Once the artwork was scaled and the colours defined, Dash & Miller allocated weave structures to each colour in the CAD using Pointcarre Jacquard software. Each colour within the four colour palettes had its own weave structure. Dash & Miller also added borders and selvedge to the weave to ensure clean edges to the design. Once the weave file was generated, the computer was able to read the pattern to begin hand-weaving.
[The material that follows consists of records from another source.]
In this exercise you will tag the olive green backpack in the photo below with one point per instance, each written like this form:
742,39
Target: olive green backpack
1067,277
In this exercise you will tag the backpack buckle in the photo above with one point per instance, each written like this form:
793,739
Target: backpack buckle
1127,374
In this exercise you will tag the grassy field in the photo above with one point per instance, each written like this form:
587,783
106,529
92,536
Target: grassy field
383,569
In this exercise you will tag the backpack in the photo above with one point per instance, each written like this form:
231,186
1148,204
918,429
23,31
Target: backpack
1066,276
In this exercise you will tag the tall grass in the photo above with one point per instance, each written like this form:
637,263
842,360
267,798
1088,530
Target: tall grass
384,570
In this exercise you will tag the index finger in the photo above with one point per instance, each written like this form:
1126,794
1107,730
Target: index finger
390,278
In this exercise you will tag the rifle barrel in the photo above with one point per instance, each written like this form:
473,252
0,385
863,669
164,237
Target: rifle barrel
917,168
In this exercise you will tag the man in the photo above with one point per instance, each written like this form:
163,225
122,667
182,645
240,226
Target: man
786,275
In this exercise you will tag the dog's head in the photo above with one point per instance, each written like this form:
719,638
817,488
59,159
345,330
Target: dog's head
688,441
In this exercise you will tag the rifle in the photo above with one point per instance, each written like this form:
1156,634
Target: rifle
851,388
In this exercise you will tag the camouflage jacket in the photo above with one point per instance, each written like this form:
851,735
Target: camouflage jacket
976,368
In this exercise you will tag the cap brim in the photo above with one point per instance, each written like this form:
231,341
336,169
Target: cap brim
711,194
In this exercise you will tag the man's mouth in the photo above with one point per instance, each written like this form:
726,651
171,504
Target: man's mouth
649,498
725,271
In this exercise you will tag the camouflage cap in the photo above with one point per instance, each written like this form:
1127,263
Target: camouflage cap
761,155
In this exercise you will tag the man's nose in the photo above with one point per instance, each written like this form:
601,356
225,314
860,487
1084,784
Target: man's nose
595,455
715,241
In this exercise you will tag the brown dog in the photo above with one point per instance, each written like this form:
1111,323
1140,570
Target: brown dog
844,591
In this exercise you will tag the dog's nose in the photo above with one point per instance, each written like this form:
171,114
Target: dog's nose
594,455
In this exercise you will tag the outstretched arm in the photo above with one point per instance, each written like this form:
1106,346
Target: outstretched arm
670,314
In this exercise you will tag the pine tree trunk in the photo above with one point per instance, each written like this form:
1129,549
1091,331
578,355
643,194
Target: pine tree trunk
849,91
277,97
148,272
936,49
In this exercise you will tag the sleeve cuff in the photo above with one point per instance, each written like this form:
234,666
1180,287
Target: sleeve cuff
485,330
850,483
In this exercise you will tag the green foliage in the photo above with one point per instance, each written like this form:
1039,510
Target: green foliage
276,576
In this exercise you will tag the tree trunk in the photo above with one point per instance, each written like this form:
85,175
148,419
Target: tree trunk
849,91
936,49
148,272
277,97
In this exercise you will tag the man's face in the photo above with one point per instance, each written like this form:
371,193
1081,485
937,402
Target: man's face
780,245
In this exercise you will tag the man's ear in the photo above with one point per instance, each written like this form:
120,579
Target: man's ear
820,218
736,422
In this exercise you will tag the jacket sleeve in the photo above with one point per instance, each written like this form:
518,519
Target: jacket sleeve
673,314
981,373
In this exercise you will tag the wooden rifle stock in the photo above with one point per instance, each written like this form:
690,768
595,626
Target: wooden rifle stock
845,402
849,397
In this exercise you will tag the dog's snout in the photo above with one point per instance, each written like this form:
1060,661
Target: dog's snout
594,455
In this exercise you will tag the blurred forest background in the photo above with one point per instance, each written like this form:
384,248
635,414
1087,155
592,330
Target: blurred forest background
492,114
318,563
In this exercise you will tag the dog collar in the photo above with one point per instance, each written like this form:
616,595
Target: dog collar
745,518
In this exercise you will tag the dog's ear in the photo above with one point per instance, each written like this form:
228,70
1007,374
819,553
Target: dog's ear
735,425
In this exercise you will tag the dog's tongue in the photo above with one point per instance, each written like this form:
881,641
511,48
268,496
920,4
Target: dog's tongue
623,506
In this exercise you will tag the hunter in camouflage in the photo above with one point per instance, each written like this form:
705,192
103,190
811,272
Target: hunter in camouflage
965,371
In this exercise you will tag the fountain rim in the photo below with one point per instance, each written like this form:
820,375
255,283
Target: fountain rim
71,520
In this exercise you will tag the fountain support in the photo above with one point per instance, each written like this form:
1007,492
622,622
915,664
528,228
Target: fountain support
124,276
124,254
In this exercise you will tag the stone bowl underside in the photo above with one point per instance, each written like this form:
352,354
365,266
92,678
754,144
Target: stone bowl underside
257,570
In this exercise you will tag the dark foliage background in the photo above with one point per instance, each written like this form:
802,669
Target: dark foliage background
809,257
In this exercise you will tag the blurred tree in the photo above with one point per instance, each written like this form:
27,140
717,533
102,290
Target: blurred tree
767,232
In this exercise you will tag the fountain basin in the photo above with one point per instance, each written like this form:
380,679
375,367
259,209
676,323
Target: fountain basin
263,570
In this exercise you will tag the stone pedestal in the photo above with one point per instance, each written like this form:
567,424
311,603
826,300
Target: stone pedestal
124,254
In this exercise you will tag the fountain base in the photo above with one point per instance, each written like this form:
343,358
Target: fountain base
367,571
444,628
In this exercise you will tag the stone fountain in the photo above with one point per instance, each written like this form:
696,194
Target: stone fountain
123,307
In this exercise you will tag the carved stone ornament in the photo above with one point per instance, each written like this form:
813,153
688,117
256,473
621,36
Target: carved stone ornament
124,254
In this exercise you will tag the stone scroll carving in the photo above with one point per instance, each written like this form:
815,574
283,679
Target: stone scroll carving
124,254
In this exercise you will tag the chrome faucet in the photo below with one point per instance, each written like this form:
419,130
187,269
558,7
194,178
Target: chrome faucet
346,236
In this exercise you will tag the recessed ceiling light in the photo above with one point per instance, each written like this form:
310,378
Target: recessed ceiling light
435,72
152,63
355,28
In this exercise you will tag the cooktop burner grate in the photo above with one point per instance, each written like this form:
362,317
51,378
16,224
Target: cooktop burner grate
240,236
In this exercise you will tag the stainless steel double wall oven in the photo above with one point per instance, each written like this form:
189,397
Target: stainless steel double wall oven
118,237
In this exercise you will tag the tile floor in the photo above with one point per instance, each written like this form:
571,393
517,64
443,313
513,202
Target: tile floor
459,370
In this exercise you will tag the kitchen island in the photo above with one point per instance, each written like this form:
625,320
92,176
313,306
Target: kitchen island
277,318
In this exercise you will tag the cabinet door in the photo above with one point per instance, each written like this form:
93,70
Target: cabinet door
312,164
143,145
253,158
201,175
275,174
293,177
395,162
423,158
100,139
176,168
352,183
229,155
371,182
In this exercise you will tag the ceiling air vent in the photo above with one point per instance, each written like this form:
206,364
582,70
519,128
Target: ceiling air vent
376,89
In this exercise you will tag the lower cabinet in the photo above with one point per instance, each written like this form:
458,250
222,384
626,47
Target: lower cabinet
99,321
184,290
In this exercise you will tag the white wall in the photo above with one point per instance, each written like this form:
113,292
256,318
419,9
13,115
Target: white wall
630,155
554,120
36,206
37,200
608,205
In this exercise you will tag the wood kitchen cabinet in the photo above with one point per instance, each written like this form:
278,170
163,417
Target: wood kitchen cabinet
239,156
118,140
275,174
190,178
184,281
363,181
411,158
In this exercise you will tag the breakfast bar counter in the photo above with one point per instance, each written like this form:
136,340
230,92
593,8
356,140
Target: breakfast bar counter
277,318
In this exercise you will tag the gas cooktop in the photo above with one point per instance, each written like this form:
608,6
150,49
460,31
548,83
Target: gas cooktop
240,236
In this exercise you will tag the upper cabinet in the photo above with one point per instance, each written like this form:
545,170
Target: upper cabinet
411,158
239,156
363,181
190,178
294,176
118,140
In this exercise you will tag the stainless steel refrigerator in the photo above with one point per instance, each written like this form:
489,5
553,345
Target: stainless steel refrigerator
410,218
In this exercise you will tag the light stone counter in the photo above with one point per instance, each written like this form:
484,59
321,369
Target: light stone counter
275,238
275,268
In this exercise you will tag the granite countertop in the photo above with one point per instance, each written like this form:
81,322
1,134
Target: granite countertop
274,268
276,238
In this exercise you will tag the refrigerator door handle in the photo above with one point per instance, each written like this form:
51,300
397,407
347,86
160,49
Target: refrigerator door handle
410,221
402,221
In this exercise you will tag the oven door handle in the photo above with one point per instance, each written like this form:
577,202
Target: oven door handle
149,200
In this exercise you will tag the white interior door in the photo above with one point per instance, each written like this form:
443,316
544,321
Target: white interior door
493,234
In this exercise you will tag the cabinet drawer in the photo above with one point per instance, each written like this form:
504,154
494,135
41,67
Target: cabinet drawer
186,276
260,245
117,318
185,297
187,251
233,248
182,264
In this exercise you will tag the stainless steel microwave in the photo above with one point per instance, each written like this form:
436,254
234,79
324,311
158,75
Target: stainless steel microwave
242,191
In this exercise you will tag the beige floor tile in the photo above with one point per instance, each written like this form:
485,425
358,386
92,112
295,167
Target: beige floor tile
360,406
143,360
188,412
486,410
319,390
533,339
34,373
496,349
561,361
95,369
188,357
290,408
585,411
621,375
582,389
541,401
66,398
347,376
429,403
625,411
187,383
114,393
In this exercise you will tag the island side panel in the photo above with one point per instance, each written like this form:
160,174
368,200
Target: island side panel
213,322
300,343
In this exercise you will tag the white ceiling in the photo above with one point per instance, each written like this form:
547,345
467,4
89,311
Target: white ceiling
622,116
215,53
== Thomas Fergusons Irish Linen ==
Fergusons was first established in Banbridge, County Down, for the hand-weaving of linen fabric. In 1867 the firm introduced power driven jacquard looms for the weaving of linen damask. John England (Banbridge) Ltd, since 2015 a sister company of Fergusons, regularly supplies fabrics for major theatrical and film productions, including Game of Thrones.

== Jacquard looms ==

The loom used to create the panels is a small modern version of that developed by Frenchman Joseph Marie Jacquard, the son of a Lyonnais silk weaver, in 1804. His development was based on earlier work by fellow Frenchmen Basile Bouchon in 1725, Jean Baptiste Falcon in 1728, and Jacques de Vaucanson in 1741. A jacquard loom is one in which a series of punched cards each corresponds to a row of the design to be woven, allowing for a greater definition of motifs. The punched cards operate a mechanism attached to the loom, controlling the pick-up of weft threads as the design evolves. In the case of the Game of Thrones Tapestry, it allowed the weavers to introduce a rich palette of colours and considerable level of detail throughout the work.